Magnetic Labeling and Separation of Cells

Aliquots of cell preparations with a final concentration of 10⁷ cells/100 µl were labeled using an indirect labeling technique with the magnetic beads attached to a secondary antibody in order to amplify binding. The separation procedure was carried out according to the manufacturer's instructions (Miltenyi Biotech). In brief, the cells were incubated with polyclonal rabbit anti-c-kit IgGs (Santa Cruz Biotechnology, Santa Cruz, CA; C-19, catalogue no. sc-168, diluted 1:16) for 15 min at 6–10°C. After two washes with PBS (supplemented with EDTA and FCS as described above), the cells were labeled with goat anti-rabbit IgG microbeads (Miltenyi; order no. 486–02) diluted 1:5. The cells were washed again and stained with FITC-conjugated swine anti-rabbit F(ab')₂ IgG fragments (Dako, Glostrup, Denmark; no. F 0054, diluted 1:10) for 20 min at 6–10°C to allow subsequent flow cytometric analysis. Alternatively, fluorescent labeling was performed after the separation, yielding comparable results. Control samples were processed as above, but incubation with the c-kit antibody was omitted. Prior to flow cytometric analysis the cells were protected from strong light.

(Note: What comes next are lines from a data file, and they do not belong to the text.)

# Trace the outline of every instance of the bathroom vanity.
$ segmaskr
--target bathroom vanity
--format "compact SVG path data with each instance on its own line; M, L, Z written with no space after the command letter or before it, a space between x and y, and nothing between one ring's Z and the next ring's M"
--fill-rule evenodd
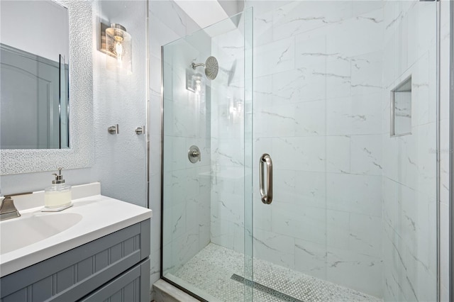
M98 194L73 200L62 212L19 209L21 217L0 223L1 302L150 301L151 211L103 196L96 186L88 191ZM31 233L58 233L33 242L26 238L33 234L13 234L24 224Z

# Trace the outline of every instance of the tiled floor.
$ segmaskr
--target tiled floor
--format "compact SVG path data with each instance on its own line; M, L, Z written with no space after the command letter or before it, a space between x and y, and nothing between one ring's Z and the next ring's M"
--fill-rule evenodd
M175 276L217 301L245 301L244 284L231 279L233 274L244 276L244 256L210 243L179 269ZM172 276L167 276L172 279ZM254 259L254 281L271 291L290 296L280 298L259 289L253 291L255 301L380 301L360 291L311 277L262 260ZM191 290L191 289L188 289ZM272 290L275 291L272 291ZM250 288L247 294L250 296ZM200 293L199 293L200 294ZM212 299L213 298L211 298ZM250 299L245 299L249 301Z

For the subsequent magnetic separation, ice-cold degassed PBS buffer containing EDTA and FCS was utilized. An RS⁺ separation column (Miltenyi) was flushed with 500 µl of degassed buffer. The cell suspension was also resuspended in degassed buffer (500 µl/10⁷ cells) and poured into the column reservoir. C-kit-positive, and thus magnetically labeled, cells were retained within the magnetized matrix of the column, whereas nonlabeled cells passed through and were collected as the nonmagnetic fraction. To increase the purity of the magnetic fraction, the column was rinsed three times with 500 µl of buffer. The effluent of the washing steps was also collected as nonmagnetic fraction. In order to retrieve the magnetic fraction, the column was removed from the separator, and 1 ml of degassed buffer was added to the reservoir. The cells were flushed out of the column with the aid of a plunger.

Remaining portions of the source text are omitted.